Auto safety experts are warning that driving during heavy rains can be just as dangerous as driving on ice covered roads. 

New research from AAA reveals that driving on relatively worn tires at highway speeds in wet conditions can increase average stopping distances by as much as 43 percent, more than the length of a semi-trailer truck, when compared to new tires. 

With nearly 800,000 crashes occurring on wet roads each year, AAA urges drivers to check tread depth, replace tires proactively, and increase following distances significantly during rainy conditions. 

AAA says it conducted testing to understand performance differences at highway speeds between new all-season tires and those worn to a tread depth of 4/32” on wet pavement. 

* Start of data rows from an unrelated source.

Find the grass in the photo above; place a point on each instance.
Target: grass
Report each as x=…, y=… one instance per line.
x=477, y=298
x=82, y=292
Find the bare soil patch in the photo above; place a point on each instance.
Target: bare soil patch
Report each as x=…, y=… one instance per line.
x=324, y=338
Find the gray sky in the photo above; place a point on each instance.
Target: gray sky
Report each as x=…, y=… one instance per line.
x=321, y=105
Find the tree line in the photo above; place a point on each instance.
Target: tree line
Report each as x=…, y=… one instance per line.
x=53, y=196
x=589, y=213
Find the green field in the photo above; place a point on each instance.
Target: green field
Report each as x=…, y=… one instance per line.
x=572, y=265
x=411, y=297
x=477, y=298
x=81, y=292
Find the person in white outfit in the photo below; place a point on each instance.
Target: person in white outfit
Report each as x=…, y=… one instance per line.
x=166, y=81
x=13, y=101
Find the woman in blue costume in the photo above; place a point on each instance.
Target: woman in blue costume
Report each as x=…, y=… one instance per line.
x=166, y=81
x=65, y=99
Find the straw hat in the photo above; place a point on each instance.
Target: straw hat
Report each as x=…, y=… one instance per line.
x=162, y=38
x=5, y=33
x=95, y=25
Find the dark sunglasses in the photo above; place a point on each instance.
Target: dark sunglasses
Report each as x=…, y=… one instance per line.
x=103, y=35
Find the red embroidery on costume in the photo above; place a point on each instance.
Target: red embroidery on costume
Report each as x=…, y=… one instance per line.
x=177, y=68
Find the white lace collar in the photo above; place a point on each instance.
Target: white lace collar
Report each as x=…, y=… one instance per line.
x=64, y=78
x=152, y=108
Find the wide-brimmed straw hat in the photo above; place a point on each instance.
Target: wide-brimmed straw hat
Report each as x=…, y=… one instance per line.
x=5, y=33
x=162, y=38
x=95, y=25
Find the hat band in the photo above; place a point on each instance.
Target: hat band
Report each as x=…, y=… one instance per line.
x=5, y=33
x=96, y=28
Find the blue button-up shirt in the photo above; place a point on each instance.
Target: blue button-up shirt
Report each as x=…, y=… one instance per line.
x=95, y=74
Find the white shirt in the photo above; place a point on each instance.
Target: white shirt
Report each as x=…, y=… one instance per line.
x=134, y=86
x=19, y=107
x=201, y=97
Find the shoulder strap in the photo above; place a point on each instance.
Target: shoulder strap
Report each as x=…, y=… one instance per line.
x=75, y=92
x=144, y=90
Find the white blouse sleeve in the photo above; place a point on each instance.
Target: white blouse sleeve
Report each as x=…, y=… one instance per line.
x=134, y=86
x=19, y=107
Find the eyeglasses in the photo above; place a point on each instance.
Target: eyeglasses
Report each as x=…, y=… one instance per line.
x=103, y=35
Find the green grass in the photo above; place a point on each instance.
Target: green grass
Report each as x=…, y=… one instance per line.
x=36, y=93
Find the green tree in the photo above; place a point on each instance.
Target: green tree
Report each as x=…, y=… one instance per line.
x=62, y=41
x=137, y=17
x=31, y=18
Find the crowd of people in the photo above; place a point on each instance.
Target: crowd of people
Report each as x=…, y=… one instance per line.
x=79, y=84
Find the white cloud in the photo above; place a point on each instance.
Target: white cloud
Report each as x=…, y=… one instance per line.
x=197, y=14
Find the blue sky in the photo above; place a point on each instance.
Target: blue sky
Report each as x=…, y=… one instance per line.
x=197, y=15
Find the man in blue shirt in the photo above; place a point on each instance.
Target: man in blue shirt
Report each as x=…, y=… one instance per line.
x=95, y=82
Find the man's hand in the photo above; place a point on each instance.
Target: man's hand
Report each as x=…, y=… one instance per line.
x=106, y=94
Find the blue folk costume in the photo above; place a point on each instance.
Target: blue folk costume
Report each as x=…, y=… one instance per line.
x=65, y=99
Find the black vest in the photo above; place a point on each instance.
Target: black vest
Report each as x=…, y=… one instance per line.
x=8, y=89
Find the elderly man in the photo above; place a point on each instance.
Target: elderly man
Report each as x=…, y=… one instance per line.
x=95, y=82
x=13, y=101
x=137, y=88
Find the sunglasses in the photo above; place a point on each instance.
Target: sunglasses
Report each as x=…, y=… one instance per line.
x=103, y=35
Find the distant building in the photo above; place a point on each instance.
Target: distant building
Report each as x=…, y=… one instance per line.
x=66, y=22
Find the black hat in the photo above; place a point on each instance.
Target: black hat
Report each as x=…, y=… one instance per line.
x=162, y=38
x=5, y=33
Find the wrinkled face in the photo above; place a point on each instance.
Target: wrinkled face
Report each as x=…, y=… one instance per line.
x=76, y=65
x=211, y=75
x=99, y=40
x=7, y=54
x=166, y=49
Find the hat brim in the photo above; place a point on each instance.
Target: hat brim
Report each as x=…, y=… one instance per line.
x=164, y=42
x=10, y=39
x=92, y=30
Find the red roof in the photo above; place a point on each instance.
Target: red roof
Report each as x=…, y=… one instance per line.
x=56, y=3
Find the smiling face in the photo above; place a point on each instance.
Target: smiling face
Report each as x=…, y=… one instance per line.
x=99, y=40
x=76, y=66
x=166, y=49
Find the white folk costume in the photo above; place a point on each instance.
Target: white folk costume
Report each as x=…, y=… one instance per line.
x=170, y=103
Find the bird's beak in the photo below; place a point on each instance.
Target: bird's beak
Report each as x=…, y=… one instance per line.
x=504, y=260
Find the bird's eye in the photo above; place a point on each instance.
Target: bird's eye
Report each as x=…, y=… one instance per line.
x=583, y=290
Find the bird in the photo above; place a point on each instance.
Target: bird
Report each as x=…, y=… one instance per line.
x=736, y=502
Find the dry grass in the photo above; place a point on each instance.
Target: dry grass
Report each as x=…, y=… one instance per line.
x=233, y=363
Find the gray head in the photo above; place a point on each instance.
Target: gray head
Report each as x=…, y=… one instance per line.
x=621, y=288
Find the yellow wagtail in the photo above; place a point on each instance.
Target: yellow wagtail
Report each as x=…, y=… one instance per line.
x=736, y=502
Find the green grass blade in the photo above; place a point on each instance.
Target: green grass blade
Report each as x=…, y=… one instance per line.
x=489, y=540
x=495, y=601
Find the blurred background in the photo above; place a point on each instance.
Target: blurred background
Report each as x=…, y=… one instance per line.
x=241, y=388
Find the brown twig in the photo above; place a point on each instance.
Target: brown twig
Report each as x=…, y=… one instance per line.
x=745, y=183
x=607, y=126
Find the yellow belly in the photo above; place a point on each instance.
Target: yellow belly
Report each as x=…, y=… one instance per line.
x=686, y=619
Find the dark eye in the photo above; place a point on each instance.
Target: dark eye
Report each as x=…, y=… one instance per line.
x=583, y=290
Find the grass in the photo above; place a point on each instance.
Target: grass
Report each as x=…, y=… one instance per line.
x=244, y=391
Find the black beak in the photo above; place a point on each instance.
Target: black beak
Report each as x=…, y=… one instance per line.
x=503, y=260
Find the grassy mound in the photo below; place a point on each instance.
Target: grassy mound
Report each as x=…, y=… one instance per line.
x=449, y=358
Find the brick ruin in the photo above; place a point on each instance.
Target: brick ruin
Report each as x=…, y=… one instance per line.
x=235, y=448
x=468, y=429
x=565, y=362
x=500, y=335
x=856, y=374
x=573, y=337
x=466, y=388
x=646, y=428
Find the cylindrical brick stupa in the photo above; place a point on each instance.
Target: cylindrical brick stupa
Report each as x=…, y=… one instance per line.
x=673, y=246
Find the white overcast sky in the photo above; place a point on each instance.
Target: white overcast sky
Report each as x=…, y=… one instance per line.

AAA researchers say they found that compared to new tires, tires worn to a tread depth of just 4/32” exhibit an average increased stopping distance of 87 feet for a passenger car and 86 feet for a light truck; and a 33 percent reduction in handling ability, for a passenger car and 28 percent for the light truck on average. 

While AAA said its research found that tire performance does vary by brand, price is not necessarily an indicator of quality. 

In fact, researchers say worn tire performance deteriorated significantly for all tires tested, including those at a higher price point. 

AAA advises shoppers to research options carefully before selecting a replacement tire for their vehicle, and never choose one based on price alone.